Osservo invece la mia vicina di casa e mi immagino a far saltare padelle di frittate e mescolare soffritti speziati... ma che cazzo vado a pensare? Devo essere rincoglionito.

«Allora? Parlami di questa Kathrina. Come vi siete conosciuti?» Sorseggio un goccio di Bonarda e osservo la mia ospite da sopra il bordo del bicchiere. Arisa sta cercando di mettermi a mio agio, lo capisco, e la apprezzo per questo.

«Ci siamo conosciuti circa sei mesi fa, erano i primi di febbraio. Io all'epoca lavoravo come capo chef in un rinomato ristorante milanese a due passi dal quartiere della moda. Il locale era molto frequentato da modelle, attori e imprenditori. Insomma, tutta gente di un certo spessore.

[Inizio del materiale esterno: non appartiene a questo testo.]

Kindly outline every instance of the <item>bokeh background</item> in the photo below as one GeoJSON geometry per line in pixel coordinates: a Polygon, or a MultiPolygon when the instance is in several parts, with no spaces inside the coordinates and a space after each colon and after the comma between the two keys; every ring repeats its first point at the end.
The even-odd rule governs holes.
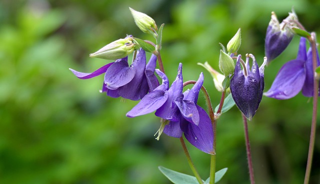
{"type": "MultiPolygon", "coordinates": [[[[218,69],[218,43],[226,45],[239,27],[238,53],[254,54],[259,65],[272,11],[282,20],[293,6],[306,28],[320,34],[316,0],[2,0],[0,184],[170,184],[160,165],[192,174],[178,139],[154,139],[158,118],[126,117],[137,102],[99,93],[102,75],[82,80],[68,70],[90,72],[106,64],[110,61],[88,54],[126,34],[154,41],[136,26],[129,6],[166,24],[162,53],[170,81],[180,62],[184,81],[203,71],[214,106],[220,94],[196,63],[208,61],[218,69]]],[[[296,57],[298,41],[295,37],[266,68],[266,90],[282,65],[296,57]]],[[[262,98],[249,123],[256,183],[303,182],[312,106],[301,94],[288,100],[262,98]]],[[[310,184],[320,184],[318,123],[310,184]]],[[[236,107],[220,117],[216,133],[217,169],[228,168],[220,183],[249,183],[236,107]]],[[[188,146],[206,179],[210,156],[188,146]]]]}

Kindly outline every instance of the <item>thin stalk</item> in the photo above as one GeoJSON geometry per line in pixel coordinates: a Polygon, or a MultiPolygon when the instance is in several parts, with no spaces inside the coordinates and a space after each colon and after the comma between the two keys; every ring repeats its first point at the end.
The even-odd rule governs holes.
{"type": "Polygon", "coordinates": [[[164,64],[162,62],[162,59],[161,58],[161,55],[160,54],[160,51],[158,51],[155,54],[156,56],[156,58],[158,59],[158,63],[159,63],[159,67],[160,70],[164,73],[164,64]]]}
{"type": "MultiPolygon", "coordinates": [[[[311,37],[308,38],[311,43],[311,49],[312,51],[312,71],[314,75],[317,67],[316,63],[316,33],[311,33],[311,37]]],[[[311,123],[311,130],[310,133],[310,141],[309,143],[309,150],[308,152],[308,159],[306,162],[306,175],[304,176],[304,184],[308,184],[310,179],[310,173],[312,165],[312,159],[314,148],[314,140],[316,138],[316,111],[318,108],[318,90],[319,88],[319,81],[316,77],[314,79],[314,99],[312,105],[312,120],[311,123]]]]}
{"type": "Polygon", "coordinates": [[[246,157],[248,160],[248,167],[250,175],[250,182],[251,184],[254,184],[254,168],[252,166],[251,160],[251,151],[250,150],[250,143],[249,142],[249,133],[248,132],[248,124],[246,116],[242,113],[242,118],[244,120],[244,137],[246,138],[246,157]]]}
{"type": "Polygon", "coordinates": [[[186,154],[186,160],[188,161],[188,163],[189,164],[190,168],[191,168],[191,170],[192,170],[192,173],[194,173],[194,177],[196,177],[196,180],[198,181],[199,184],[202,184],[204,183],[201,179],[201,177],[200,177],[200,175],[199,175],[199,174],[196,171],[196,167],[194,167],[194,163],[192,162],[192,160],[191,160],[191,157],[190,157],[189,152],[188,152],[188,150],[186,148],[186,146],[184,140],[184,138],[182,137],[180,138],[180,142],[181,143],[181,145],[182,146],[182,147],[184,149],[184,154],[186,154]]]}
{"type": "MultiPolygon", "coordinates": [[[[184,83],[184,87],[186,86],[187,85],[190,84],[195,84],[196,81],[188,81],[184,83]]],[[[213,109],[212,108],[212,105],[211,105],[211,101],[210,100],[210,97],[209,97],[209,95],[208,94],[208,92],[206,88],[202,86],[201,87],[201,90],[204,92],[204,97],[206,98],[206,105],[208,106],[208,111],[209,111],[209,117],[210,117],[210,119],[211,120],[211,123],[212,123],[212,129],[214,130],[214,154],[211,155],[210,160],[210,181],[209,182],[209,184],[214,184],[214,180],[216,177],[216,121],[214,119],[214,112],[213,109]]],[[[224,98],[224,96],[223,98],[222,97],[222,98],[224,98]]],[[[223,102],[222,103],[223,104],[223,102]]]]}
{"type": "Polygon", "coordinates": [[[219,104],[219,108],[218,108],[218,110],[216,111],[216,114],[219,114],[221,112],[221,110],[222,110],[222,107],[224,106],[224,97],[226,96],[226,90],[224,90],[222,92],[222,94],[221,95],[221,99],[220,99],[220,104],[219,104]]]}
{"type": "Polygon", "coordinates": [[[211,155],[210,161],[210,184],[214,184],[216,178],[216,154],[211,155]]]}

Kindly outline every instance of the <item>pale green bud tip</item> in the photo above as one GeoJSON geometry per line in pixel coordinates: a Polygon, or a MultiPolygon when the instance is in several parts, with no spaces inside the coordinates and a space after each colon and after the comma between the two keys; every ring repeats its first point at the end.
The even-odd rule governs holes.
{"type": "Polygon", "coordinates": [[[214,70],[206,61],[204,64],[198,63],[198,64],[203,66],[210,73],[214,80],[214,87],[218,91],[222,92],[224,90],[222,82],[224,80],[224,76],[214,70]]]}
{"type": "Polygon", "coordinates": [[[96,52],[90,54],[91,57],[116,60],[124,58],[132,53],[135,44],[131,37],[119,39],[104,46],[96,52]]]}
{"type": "Polygon", "coordinates": [[[134,10],[129,7],[134,22],[139,28],[146,33],[156,34],[158,30],[154,20],[147,14],[134,10]]]}
{"type": "Polygon", "coordinates": [[[241,28],[240,28],[234,36],[226,45],[226,50],[230,53],[236,52],[241,45],[241,28]]]}
{"type": "Polygon", "coordinates": [[[227,53],[220,50],[219,68],[225,76],[230,76],[234,71],[234,62],[227,53]]]}

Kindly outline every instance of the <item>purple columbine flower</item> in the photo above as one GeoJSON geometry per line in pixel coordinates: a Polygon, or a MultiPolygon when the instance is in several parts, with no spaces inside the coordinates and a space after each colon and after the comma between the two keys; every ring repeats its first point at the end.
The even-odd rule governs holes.
{"type": "Polygon", "coordinates": [[[152,56],[146,66],[146,52],[140,49],[130,66],[128,64],[128,57],[126,57],[108,63],[90,73],[70,70],[82,79],[91,78],[105,73],[100,92],[106,92],[107,95],[114,98],[122,97],[132,100],[138,100],[159,85],[154,75],[156,57],[152,56]],[[152,73],[154,73],[153,75],[152,73]]]}
{"type": "MultiPolygon", "coordinates": [[[[296,59],[284,64],[280,69],[274,81],[264,95],[278,100],[294,97],[302,89],[306,97],[314,95],[314,72],[312,66],[312,51],[310,48],[306,53],[306,39],[300,39],[299,50],[296,59]]],[[[317,66],[319,66],[319,56],[316,51],[317,66]]],[[[318,94],[320,95],[320,92],[318,94]]]]}
{"type": "Polygon", "coordinates": [[[298,17],[292,11],[281,23],[274,12],[271,13],[271,20],[266,29],[264,48],[268,63],[278,57],[284,50],[294,36],[288,25],[292,20],[298,20],[298,17]]]}
{"type": "Polygon", "coordinates": [[[246,55],[246,64],[241,60],[241,55],[238,55],[234,75],[230,80],[230,90],[236,105],[249,120],[256,114],[262,99],[264,88],[264,73],[266,61],[266,57],[264,57],[263,64],[258,68],[253,55],[246,55]],[[252,59],[251,70],[250,57],[252,59]]]}
{"type": "Polygon", "coordinates": [[[182,64],[179,65],[176,78],[170,88],[166,75],[159,70],[156,71],[162,78],[162,84],[146,95],[126,116],[134,117],[156,111],[156,115],[162,118],[157,139],[162,132],[176,138],[180,138],[183,132],[194,147],[214,154],[211,121],[206,112],[196,105],[204,82],[202,73],[193,87],[182,94],[182,64]]]}

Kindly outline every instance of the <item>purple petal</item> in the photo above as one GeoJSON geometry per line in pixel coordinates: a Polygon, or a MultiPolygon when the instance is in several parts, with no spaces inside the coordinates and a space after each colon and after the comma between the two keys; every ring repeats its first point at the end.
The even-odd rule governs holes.
{"type": "Polygon", "coordinates": [[[164,133],[170,137],[180,138],[182,136],[182,131],[180,128],[180,123],[170,121],[164,127],[164,133]]]}
{"type": "Polygon", "coordinates": [[[284,64],[264,95],[278,100],[291,98],[301,90],[306,78],[304,61],[293,60],[284,64]]]}
{"type": "MultiPolygon", "coordinates": [[[[238,56],[238,58],[239,56],[238,56]]],[[[254,63],[255,62],[254,61],[254,63]]],[[[254,66],[256,72],[258,72],[258,66],[254,66]]],[[[251,72],[250,75],[245,76],[240,70],[240,60],[238,59],[234,69],[234,77],[230,80],[230,90],[232,98],[240,111],[246,115],[247,118],[251,120],[256,114],[263,93],[264,84],[260,79],[263,77],[258,76],[256,73],[251,72]]]]}
{"type": "Polygon", "coordinates": [[[146,69],[146,52],[140,49],[132,65],[135,69],[134,77],[128,84],[119,88],[118,93],[122,97],[132,100],[138,100],[146,95],[148,90],[146,69]]]}
{"type": "Polygon", "coordinates": [[[182,64],[180,63],[176,78],[168,91],[168,99],[164,105],[156,110],[156,116],[172,121],[180,121],[180,112],[174,101],[182,93],[182,64]]]}
{"type": "MultiPolygon", "coordinates": [[[[311,48],[308,51],[306,61],[304,67],[306,67],[306,80],[302,88],[302,94],[304,96],[311,97],[314,96],[314,74],[312,68],[312,52],[311,48]]],[[[319,55],[318,49],[316,50],[316,65],[319,66],[319,55]]],[[[320,91],[318,90],[318,96],[320,95],[320,91]]]]}
{"type": "Polygon", "coordinates": [[[104,82],[104,84],[102,86],[102,90],[100,91],[101,93],[106,93],[106,95],[112,98],[118,98],[120,96],[118,94],[118,89],[116,90],[112,90],[110,89],[108,89],[106,87],[106,85],[104,82]]]}
{"type": "Polygon", "coordinates": [[[144,73],[149,86],[149,92],[152,92],[159,86],[159,81],[154,75],[154,70],[156,66],[156,56],[152,54],[148,64],[146,66],[144,73]]]}
{"type": "Polygon", "coordinates": [[[129,67],[128,61],[118,60],[106,70],[104,83],[108,88],[116,89],[131,81],[135,74],[136,68],[129,67]]]}
{"type": "Polygon", "coordinates": [[[269,25],[266,30],[264,48],[268,62],[278,57],[288,46],[293,36],[286,32],[272,30],[269,25]]]}
{"type": "Polygon", "coordinates": [[[184,119],[189,122],[198,125],[199,124],[199,112],[196,105],[193,101],[183,100],[184,98],[184,95],[181,94],[174,102],[184,119]]]}
{"type": "Polygon", "coordinates": [[[114,62],[108,64],[98,70],[94,71],[92,73],[82,73],[76,71],[71,68],[69,68],[70,70],[78,78],[81,79],[87,79],[92,77],[96,77],[98,75],[101,75],[106,71],[106,70],[111,66],[114,62]]]}
{"type": "Polygon", "coordinates": [[[196,126],[182,120],[180,127],[184,137],[196,148],[208,154],[214,154],[214,130],[209,116],[206,111],[197,105],[200,121],[196,126]]]}
{"type": "Polygon", "coordinates": [[[152,113],[161,107],[168,98],[168,92],[154,90],[148,94],[126,113],[126,116],[134,117],[152,113]]]}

Una sera sono stato chiamato in sala perché un cliente si lamentava che il filetto non era proprio al sangue e io, che non sbaglio mai... e non fare quella faccia che è vero, già mi ero irritato.» Arisa fa un sorriso di scherno nascondendosi dietro il calice.

«Ed era vero?»

«Ma neanche per idea!! Sono andato al tavolo e questo tizio, sui 55, era seduto al tavolo con una bellezza bionda e stratosferica sui 28. Ti giuro che per un momento mi sono bloccato come un rincoglionito. Ma quando il tizio mi ha tirato per la manica lamentandosi del mio filetto alla Wellington, a momenti lo strozzo. Ho preso il piatto e l'ho trovato perfetto, ma quel deficiente sbraitava. Dallo sguardo preoccupato della modella, ho capito che era tutta scena per darsi importanza e farsi vedere meno coglione di quello che era, puntando sicuramente a un dopocena con carne meno al sangue. Lei mi implorava con lo sguardo di lasciar perdere.» Adesso Arisa si è fatta attenta.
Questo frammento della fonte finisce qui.